In a letter, Activision Blizzard chief executive Bobby Kotick assured employees he was confident that the deal would be closed.
“The allegation that this deal is anticompetitive doesn’t align with the facts, and we believe we will win this challenge,” Mr Kotick said.
He added that the combined company would be “good for players”, despite a regulatory environment that he said was “focused on ideology and misconceptions about the tech industry”.
The FTC scheduled its in-house trial to begin on August 2, 2023. In previous merger challenges in the agency’s in-house court, the judge issued an initial decision between seven and 12 months after the trial began, said Jennifer Rie, an analyst for Bloomberg Intelligence.
This would probably put a decision by FTC administrative law judge D. Michael Chappell in early 2024. After that, Microsoft or the FTC staff litigating the case can appeal his ruling to the agency’s commissioners.
Microsoft and Activision have said the deal will close by June 30, the end of Microsoft’s current fiscal year. The FTC would need to separately sue in federal court if it wants Microsoft to put off closing the deal until after the trial is over.
In its release announcing the lawsuit, the FTC cited Microsoft’s decision to make two coming titles by newly acquired unit Bethesda Softworks exclusive to Microsoft’s platforms despite assurances the company gave to EU regulators that it had no incentive to withhold games from rival consoles.
The lawsuit is part of an effort by FTC chairwoman Lina Khan to more aggressively police mergers, particularly those by the biggest technology platforms.
Since President Joe Biden appointed her to lead the agency in June 2021, the FTC has blocked mergers between Lockheed Martin and Aerojet Rocketdyne Holdings, as well as Nvidia’s bid to buy SoftBank Group’s Arm.
The FTC heads to federal court Thursday in San Jose, California, in an effort to block Meta Platforms from buying a virtual reality start-up.
Although Brazilian antitrust officials cleared the Microsoft-Activision deal in October, other competition regulators, including UK and EU agencies, have also raised concerns. Those two bodies are not set to issue decisions on the deal until next year.

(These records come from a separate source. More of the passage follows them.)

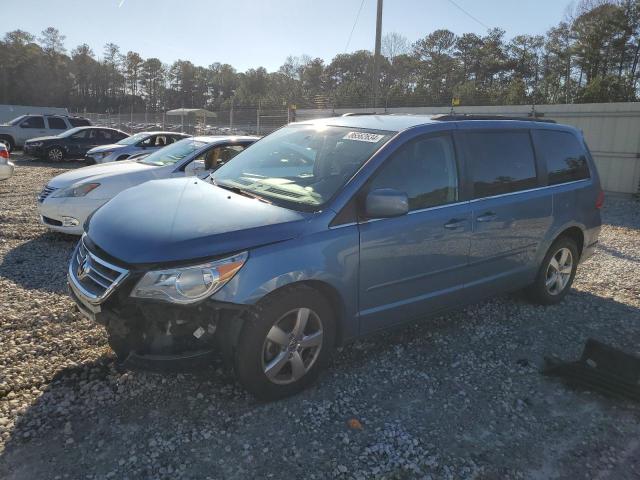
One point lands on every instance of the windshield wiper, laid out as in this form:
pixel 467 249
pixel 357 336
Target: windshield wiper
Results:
pixel 238 190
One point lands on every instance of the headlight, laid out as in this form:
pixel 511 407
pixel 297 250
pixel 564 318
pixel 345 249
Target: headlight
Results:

On Tuesday, Microsoft announced a deal to bring Call of Duty to the Steam PC gaming platform and Nintendo consoles.
The company said it had also offered a proposal that would keep Call of Duty on Sony’s PlayStation for the next 10 years, but the Japanese electronics company has so far rebuffed efforts to work out a resolution.
Sony has fiercely objected to the Activision acquisition, primarily because of concerns the US technology company could make content such as Call of Duty exclusive to its own gaming services.
“There has been one game industry participant that is really been raising all the objections, and that is Sony, and they have been fairly public about the things that don’t meet their expectations,” Xbox chief Phil Spencer said in an interview on Tuesday.
“From where we sit, it is clear they are spending more time with the regulators than they are with us to try to get this deal done.”
Joost van Dreunen, a video games expert who teaches at New York University’s Stern School of Business, said antitrust authorities had become sceptical of pledges, particularly by technology platforms, about future behaviour.
Mr van Dreunen provided comments on the deal to UK competition officials.
“I don’t think it is ultimately enough for the FTC to go on,” he said of Microsoft’s pledge.
The Redmond, Washington, technology company sought to placate possible labour concerns about the merger by reaching an agreement with the Communications Workers of America, which also represents employees in the gaming industry.
In the pact, Microsoft pledged to take a neutral approach if employees expressed interest in joining a union.
The company also said it would stop using non-competition or confidentiality clauses to bar workers from talking about discrimination or harassment as part of a settlement or separation deal.
The FTC has publicly raised concerns about the use of non-competition clauses and the impact of mergers on labour conditions.